2002 Rydell Professorship

Featuring Lawrence Levine 

David Sedlak

Lawrence Levine is an American historian. He is noted for promoting multiculturalism and the perspectives of ordinary people in the study of history. He taught at University of California at Berkeley and George Mason University, he received a Macarthur Fellow, was president of the Organization of American historians, and recipient of the American Historical Association's Award for Scholarly Distinction.

At Berkeley he earned a reputation as one of the leading figures in American history and a pioneer in the field of cultural history. His notable publications include Black Culture and Black Consciousness, Highbrow/Lowbrow, The Unpredictable Past, The Opening of the American Mind and The People and the President.

Levine retired from Berkeley in 1994 as Margaret Byrne Professor of History. In that same year he began teaching as professor of history and cultural studies at George Mason University. 

During his residency, Levine gave two presentations. The first presentation was "FDR, the Fireside Chats, and the American People." He also held a book discussion on "The Openings of the Open Mind." 

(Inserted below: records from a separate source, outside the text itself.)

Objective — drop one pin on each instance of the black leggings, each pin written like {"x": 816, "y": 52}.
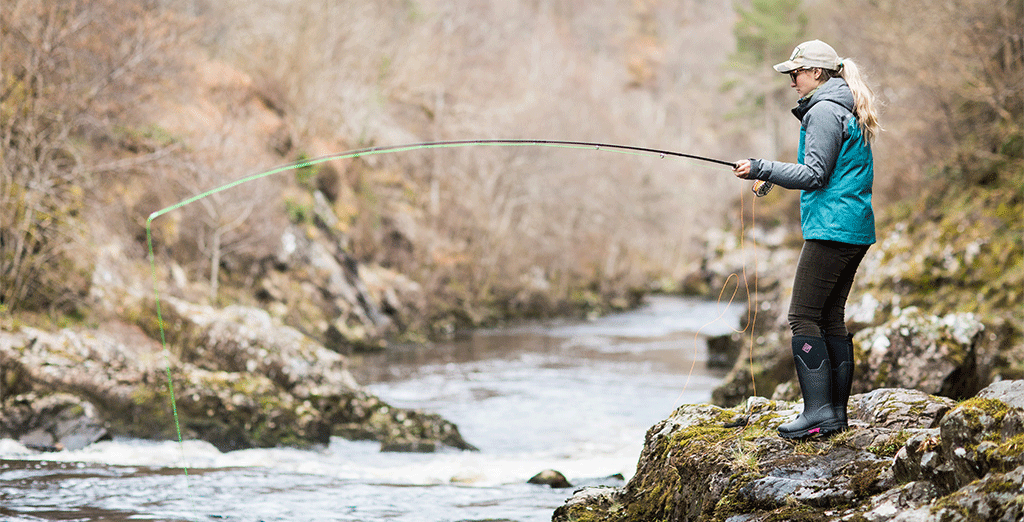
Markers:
{"x": 824, "y": 275}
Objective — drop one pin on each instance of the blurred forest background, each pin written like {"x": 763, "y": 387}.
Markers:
{"x": 112, "y": 110}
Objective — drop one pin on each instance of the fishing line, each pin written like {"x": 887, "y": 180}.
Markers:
{"x": 760, "y": 189}
{"x": 374, "y": 150}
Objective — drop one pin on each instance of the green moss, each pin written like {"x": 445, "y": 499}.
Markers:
{"x": 892, "y": 444}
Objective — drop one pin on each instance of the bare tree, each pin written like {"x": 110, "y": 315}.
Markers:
{"x": 61, "y": 66}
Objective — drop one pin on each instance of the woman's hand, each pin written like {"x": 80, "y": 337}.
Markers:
{"x": 742, "y": 169}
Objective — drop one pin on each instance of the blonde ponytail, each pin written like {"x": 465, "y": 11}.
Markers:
{"x": 865, "y": 106}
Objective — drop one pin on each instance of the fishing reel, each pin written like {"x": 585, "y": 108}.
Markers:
{"x": 761, "y": 187}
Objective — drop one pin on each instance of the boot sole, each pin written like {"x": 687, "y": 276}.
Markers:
{"x": 817, "y": 431}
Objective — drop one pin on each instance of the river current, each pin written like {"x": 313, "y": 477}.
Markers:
{"x": 577, "y": 397}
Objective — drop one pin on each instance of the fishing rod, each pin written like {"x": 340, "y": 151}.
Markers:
{"x": 760, "y": 187}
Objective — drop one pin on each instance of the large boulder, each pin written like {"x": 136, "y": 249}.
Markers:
{"x": 925, "y": 352}
{"x": 910, "y": 457}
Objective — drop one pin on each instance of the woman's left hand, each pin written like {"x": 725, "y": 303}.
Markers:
{"x": 742, "y": 169}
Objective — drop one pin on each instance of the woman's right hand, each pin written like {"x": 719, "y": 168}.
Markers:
{"x": 742, "y": 169}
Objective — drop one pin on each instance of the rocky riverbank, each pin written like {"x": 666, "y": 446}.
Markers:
{"x": 908, "y": 457}
{"x": 938, "y": 404}
{"x": 241, "y": 379}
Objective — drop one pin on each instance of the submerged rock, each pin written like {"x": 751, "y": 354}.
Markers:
{"x": 910, "y": 457}
{"x": 550, "y": 478}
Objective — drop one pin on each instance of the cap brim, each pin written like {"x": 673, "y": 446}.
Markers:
{"x": 786, "y": 67}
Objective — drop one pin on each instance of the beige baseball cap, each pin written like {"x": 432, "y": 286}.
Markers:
{"x": 814, "y": 53}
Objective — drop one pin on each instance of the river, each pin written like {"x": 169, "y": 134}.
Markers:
{"x": 573, "y": 396}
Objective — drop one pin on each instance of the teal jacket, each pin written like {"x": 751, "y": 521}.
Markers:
{"x": 835, "y": 168}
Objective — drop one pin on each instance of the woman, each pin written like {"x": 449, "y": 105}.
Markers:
{"x": 835, "y": 170}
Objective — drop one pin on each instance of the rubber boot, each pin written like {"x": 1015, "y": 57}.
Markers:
{"x": 818, "y": 417}
{"x": 841, "y": 353}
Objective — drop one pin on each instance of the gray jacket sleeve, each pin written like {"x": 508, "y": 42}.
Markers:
{"x": 822, "y": 140}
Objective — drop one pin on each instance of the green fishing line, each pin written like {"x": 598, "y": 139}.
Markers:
{"x": 587, "y": 145}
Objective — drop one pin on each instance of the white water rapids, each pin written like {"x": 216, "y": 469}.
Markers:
{"x": 577, "y": 397}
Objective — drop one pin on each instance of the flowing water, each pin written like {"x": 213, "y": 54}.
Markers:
{"x": 576, "y": 397}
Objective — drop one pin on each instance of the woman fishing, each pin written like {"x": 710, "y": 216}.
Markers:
{"x": 835, "y": 171}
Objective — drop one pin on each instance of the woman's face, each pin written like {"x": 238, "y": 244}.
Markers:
{"x": 804, "y": 81}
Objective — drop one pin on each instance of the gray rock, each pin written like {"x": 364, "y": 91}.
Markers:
{"x": 923, "y": 352}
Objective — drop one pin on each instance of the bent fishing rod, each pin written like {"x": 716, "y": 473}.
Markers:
{"x": 760, "y": 187}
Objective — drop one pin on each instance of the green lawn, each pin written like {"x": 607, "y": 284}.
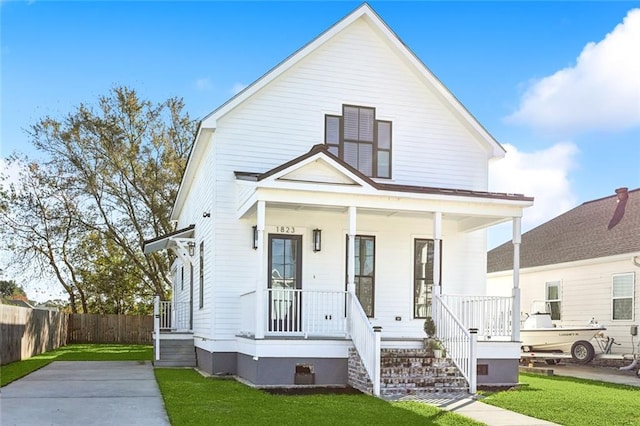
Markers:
{"x": 76, "y": 352}
{"x": 191, "y": 399}
{"x": 569, "y": 401}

The Rydell Professorship at Gustavus is a scholar-in-residence program designed to bring Nobel laureates, Nobel Conference lecturers, and similarly distinguished scholars to campus as catalyst for enhancing learning and teaching. It was established in 1995 by Drs. Robert E. and Susan T. Rydell of Minnetonka, Minnesota, to give students the opportunity to learn from and interact with leading scholars.